Banques centrales : Une pause sous haute contrainte
Du côté des gardiens de la monnaie, la lecture correcte de la situation n’est pas celle d’une simple “pause”, mais bien d’une pause sous contrainte. La Réserve Fédérale américaine (Fed) a maintenu son corridor à 3,50%-3,75% le 18 mars. Son communiqué reconnaît une inflation encore élevée et des implications du Moyen-Orient jugées incertaines pour l’économie américaine. Depuis, le discours interne s’est nettement durci. La fonction de réaction de la Fed s’est élargie : elle ne regarde plus seulement la désinflation domestique, mais la persistance d’une séquence de chocs.
La Banque Centrale Européenne (BCE) se trouve dans une configuration voisine, mais plus inconfortable encore. Ayant laissé ses taux inchangés le 19 mars, elle souligne explicitement que la guerre crée des risques haussiers sur l’inflation et baissiers sur la croissance. Ses propres prévisions (inflation à 2,6% et croissance à 0,9% en 2026) reviennent à reconnaître une Europe vulnérable au choc énergétique, avec un espace de manœuvre monétaire plus limité qu’attendu. Pour les entreprises tunisiennes exposées à l’Europe, le sujet n’est plus seulement le niveau de la demande, mais sa qualité : plus prudente, plus sélective et comprimée sur les marges industrielles.
La stratégie du “Risk-On Couvert” : Le retour au leadership américain
Sur le front des actifs, la photographie est spectaculaire mais paradoxale. Le 17 avril, Wall Street terminait en forte hausse (Nasdaq +1,52%, S&P 500 +1,20%). Parallèlement, l’or spot montait de 1,5% à 4 861,32 dollars l’once. Cette coexistence d’actions à des niveaux records et d’un or très ferme traduit une stratégie claire : le marché ne price pas une normalisation complète, mais un “risk-on couvert”. Bien que le Brent ait décroché en fin de semaine, son maintien autour de 95 dollars maintient une pression résiduelle sur l’inflation mondiale.
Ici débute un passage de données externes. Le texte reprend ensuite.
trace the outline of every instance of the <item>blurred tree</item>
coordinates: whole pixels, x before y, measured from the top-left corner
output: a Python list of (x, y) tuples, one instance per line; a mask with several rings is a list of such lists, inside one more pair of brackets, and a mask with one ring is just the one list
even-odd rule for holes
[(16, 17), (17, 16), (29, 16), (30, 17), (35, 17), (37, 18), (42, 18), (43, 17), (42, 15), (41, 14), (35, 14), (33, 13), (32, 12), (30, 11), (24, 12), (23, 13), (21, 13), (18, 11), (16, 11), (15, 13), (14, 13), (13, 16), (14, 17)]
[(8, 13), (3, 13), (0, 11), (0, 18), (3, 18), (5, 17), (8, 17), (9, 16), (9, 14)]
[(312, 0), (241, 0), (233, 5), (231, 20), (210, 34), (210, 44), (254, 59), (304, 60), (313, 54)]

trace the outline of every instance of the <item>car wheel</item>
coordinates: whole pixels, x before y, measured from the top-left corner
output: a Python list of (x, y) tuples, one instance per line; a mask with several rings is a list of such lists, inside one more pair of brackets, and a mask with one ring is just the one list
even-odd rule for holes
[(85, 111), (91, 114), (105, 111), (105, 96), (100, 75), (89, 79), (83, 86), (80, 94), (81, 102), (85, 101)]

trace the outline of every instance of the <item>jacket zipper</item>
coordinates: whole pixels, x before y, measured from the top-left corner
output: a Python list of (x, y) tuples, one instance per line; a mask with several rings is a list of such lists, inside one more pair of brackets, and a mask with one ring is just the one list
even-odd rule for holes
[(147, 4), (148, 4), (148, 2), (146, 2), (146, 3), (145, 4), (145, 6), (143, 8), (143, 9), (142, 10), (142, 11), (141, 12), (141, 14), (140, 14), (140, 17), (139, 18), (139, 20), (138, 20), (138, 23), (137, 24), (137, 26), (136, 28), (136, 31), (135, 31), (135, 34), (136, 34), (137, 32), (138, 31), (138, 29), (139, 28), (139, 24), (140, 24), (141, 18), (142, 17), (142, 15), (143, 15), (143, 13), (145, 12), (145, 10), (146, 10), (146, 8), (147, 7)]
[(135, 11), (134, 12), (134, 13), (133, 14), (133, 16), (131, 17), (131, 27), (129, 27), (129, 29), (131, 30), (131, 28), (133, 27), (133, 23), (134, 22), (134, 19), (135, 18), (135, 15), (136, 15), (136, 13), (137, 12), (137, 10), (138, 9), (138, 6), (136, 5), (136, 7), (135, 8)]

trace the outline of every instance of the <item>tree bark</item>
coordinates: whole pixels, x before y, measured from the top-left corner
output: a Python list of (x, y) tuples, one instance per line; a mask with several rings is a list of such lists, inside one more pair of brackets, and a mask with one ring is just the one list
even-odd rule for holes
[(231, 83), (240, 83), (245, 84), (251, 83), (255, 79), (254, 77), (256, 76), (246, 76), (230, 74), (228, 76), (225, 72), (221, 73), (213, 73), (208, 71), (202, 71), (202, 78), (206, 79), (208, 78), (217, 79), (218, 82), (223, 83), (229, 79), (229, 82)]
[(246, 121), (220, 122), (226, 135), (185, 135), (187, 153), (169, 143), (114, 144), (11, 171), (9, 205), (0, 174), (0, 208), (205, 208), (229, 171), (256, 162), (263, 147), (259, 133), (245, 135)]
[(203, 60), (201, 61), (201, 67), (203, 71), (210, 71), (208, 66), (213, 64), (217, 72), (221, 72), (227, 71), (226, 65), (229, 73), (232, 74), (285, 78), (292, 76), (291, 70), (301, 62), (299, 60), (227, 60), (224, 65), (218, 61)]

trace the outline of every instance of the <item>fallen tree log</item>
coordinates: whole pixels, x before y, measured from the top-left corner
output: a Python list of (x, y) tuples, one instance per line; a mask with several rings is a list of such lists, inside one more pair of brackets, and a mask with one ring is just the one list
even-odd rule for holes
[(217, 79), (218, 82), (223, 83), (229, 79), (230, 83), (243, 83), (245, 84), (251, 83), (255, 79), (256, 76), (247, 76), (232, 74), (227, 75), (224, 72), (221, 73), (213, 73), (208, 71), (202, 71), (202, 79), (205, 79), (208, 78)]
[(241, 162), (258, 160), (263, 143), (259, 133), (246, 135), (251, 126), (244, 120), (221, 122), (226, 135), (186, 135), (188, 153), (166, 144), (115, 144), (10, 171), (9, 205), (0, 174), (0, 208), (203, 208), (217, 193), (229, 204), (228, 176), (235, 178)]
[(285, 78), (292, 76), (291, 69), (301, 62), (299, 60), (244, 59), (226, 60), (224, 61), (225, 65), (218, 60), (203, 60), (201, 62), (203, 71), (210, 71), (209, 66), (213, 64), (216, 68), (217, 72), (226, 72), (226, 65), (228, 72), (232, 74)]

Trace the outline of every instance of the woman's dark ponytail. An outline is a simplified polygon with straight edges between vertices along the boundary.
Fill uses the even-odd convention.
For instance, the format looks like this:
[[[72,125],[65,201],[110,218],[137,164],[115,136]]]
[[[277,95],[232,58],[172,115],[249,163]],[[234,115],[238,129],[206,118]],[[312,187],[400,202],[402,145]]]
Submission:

Les flux confirment cette rotation massive. Les fonds actions mondiaux ont enregistré 31,26 milliards de dollars d’entrées nettes, quand les fonds monétaires subissaient une sortie massive de 173,24 milliards. La réallocation marque un net retour au leadership américain, considéré comme l’économie la plus protégée contre un choc énergétique prolongé. La conclusion s’impose : le prix du risque a baissé, pas le stock de risque. La séance plus hésitante dans le Golfe ce 19 avril sert de rappel : la détente n’est pas une stabilisation acquise.
EN BREF
- Déconnexion Majeure : Les marchés actions grimpent malgré les avertissements du FMI sur les risques géopolitiques et énergétiques.
- Fed et BCE sous Pression : Les banques centrales maintiennent leurs taux, coincées entre une inflation persistante (chocs externes) et une croissance fragile, limitant leur marge de manœuvre.
- Vulnérabilité Européenne : La BCE reconnaît une Europe exposée au choc énergétique, impactant la qualité de la demande pour ses partenaires, y compris la Tunisie.
- “Risk-On Couvert” : La hausse simultanée des actions et de l’or montre que les investisseurs se positionnent sur la croissance tout en se couvrant contre de nouveaux chocs.
- Retour aux USA : Les flux de capitaux massifs se réorientent vers les actions américaines, perçues comme un refuge face à la crise énergétique mondiale.